Stump had come of age during the time before American climbers could live off sponsorship. He became a professional climber only by guiding nearly full-time. Rather than settle into the rut of guiding the same trade route over and over, like the standard walk-up on Rainier or the West Buttress on Denali, Stump took ambitious clients onto less-traveled routes. It was on one such outing, in 1992, descending Denali’s South Buttress, that Stump, scouting a crevasse that blocked the path, had the upper lip collapse beneath him. He was buried under tons of debris, his body never found.

Mugs’s death was perhaps the most devastating setback of Conrad’s life. In a sense, he has never gotten over the loss. Much of his resolve not to make a living as a guide springs from Mugs’s “pointless” accident on an easy route, as he tended clients. “On Everest this year,” says Conrad, “the day we packed up Base Camp was the seventh anniversary of Mugs’s death. I took all the leftover juniper from the
puja
, half a gunny- sack-full, and torched it up into one big billowing cloud.”

Like all serious mountaineers, Conrad has had his share of close calls. The closest came in 1991, on Middle Triple Peak in the Kichatna Spires of Alaska. Conrad and longtime pal Seth Shaw had made the second ascent of the mountain’s splendid east buttress and were completing the descent. With only eighty vertical feet remaining between them and the glacier, Shaw reached the bottom of his rappel and prepared to clip in to the anchor Conrad had set up two feet away. Just as he reached out a carabiner to clip, the snow platform on which he had come to rest broke loose. Shaw was still on rappel, at the end a 300-foot rope doubled through the anchor on the pitch above. Climbers customarily tie knots in both ends of the rappel rope, so they don’t slide off the end by accident; normally the snow ledge breaking would have been inconsequential.

“We were just exhausted,” remembers Conrad. “We’d been on the route five days. We’d gone into the Kichatnas super-light, with only fourteen days’ food, and this was our twenty-first day. Somehow I tied a knot in one end of the rope and not in the other.”

Thus as Shaw’s weight came on the single knot, it pulled
the rope through the anchor above, like a line whipping unchecked through a pulley. Shaw fell eighty feet and landed hard on the glacier.

“I thought he was dead. So here I am in the Alaska Range, with no radio, the nearest other human being sixty miles away, eighty feet up, with no rope. I thought, Oh, my God, how do I get out of this?”

All Conrad had to extricate himself from a hopeless predicament was a small “rack” of climbing gear, a few cams and nuts and five or six pitons. He began to place what gear he could in marginal cracks in the vertical wall and aid-climb his way gingerly down. He had to put his weight on one insecure piece, transfer it to the piece below, then remove the upper cam or nut to reuse as he got lower. At all times he tried to keep three interconnected pieces affixed to the rock. “It was like trying to cross a desert,” he says, “with twenty feet of railroad track that I had to keep pulling up from behind and resetting in front.

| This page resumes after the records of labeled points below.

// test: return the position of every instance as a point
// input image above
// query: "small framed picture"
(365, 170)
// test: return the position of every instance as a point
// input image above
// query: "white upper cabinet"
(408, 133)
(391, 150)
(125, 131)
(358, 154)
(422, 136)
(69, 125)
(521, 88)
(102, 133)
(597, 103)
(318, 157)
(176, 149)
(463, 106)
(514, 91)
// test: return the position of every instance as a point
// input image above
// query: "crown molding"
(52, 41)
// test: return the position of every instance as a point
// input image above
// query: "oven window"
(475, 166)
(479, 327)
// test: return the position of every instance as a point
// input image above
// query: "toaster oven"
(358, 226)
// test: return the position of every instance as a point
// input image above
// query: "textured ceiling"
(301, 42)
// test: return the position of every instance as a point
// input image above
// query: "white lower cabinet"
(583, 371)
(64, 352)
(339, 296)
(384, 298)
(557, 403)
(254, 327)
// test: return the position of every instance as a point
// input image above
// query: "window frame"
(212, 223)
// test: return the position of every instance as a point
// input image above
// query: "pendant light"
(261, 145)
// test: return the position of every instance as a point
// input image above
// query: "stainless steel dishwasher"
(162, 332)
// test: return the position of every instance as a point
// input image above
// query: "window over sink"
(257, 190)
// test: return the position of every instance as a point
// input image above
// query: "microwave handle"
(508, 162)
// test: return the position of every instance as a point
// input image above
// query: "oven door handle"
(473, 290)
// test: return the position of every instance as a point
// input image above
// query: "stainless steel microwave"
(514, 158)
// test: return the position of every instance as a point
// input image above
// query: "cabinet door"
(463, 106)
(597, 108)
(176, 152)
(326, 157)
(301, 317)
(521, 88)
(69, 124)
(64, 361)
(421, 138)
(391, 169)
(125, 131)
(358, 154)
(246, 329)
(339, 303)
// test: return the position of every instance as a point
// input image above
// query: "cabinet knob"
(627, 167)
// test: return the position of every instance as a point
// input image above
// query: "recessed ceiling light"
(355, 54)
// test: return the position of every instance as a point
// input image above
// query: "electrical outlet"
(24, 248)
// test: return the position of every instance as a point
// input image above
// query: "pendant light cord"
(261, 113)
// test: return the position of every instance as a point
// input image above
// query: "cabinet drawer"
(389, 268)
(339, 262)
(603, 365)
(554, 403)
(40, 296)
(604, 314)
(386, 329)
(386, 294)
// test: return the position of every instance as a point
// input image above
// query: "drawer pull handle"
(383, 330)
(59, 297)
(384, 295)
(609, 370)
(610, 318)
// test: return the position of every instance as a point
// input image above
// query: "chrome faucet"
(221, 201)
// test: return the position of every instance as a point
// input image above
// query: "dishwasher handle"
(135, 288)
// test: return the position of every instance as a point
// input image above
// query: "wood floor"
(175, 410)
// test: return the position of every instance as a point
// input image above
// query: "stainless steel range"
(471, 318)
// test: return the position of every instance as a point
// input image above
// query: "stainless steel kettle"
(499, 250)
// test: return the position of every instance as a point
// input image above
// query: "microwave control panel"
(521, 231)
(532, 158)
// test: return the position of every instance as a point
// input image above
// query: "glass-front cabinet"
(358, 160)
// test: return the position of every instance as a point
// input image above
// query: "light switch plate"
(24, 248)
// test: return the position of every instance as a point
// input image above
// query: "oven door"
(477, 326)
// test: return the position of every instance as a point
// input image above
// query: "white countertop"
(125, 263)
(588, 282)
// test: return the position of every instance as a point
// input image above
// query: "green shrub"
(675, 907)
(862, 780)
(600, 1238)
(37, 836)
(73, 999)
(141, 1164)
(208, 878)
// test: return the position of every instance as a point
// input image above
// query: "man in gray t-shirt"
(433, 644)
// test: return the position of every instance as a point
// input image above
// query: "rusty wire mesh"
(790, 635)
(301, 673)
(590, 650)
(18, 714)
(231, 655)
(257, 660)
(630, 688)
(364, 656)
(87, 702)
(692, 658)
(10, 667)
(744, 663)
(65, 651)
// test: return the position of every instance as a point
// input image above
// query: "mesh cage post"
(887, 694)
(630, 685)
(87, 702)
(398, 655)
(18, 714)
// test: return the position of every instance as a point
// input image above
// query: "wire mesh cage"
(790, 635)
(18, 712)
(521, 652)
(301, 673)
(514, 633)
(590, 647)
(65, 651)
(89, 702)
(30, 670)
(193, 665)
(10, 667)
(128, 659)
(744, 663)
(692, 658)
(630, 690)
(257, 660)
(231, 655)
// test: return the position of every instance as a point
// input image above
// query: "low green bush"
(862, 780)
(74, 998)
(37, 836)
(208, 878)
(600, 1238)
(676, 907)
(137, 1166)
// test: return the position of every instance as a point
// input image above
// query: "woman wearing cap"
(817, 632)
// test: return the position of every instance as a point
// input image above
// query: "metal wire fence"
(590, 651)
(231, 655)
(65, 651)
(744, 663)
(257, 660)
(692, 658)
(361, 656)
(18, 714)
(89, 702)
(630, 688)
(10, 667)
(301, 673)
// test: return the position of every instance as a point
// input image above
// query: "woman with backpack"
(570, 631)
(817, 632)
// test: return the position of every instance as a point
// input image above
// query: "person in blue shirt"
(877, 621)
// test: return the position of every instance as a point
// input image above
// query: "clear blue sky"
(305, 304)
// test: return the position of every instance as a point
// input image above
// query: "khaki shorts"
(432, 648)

“I started hearing voices. Human voices, but I couldn’t tell what they were saying. It’s the eeriest thing I’ve ever experienced in my life. Eventually, Seth came to and got up. Amazingly, he wasn’t even badly hurt. We talked to each other. He was wallowing around in the snow. There was still nothing he could do for me. He didn’t have enough gear to lead back up to me with the rope, and besides, he was utterly exhausted.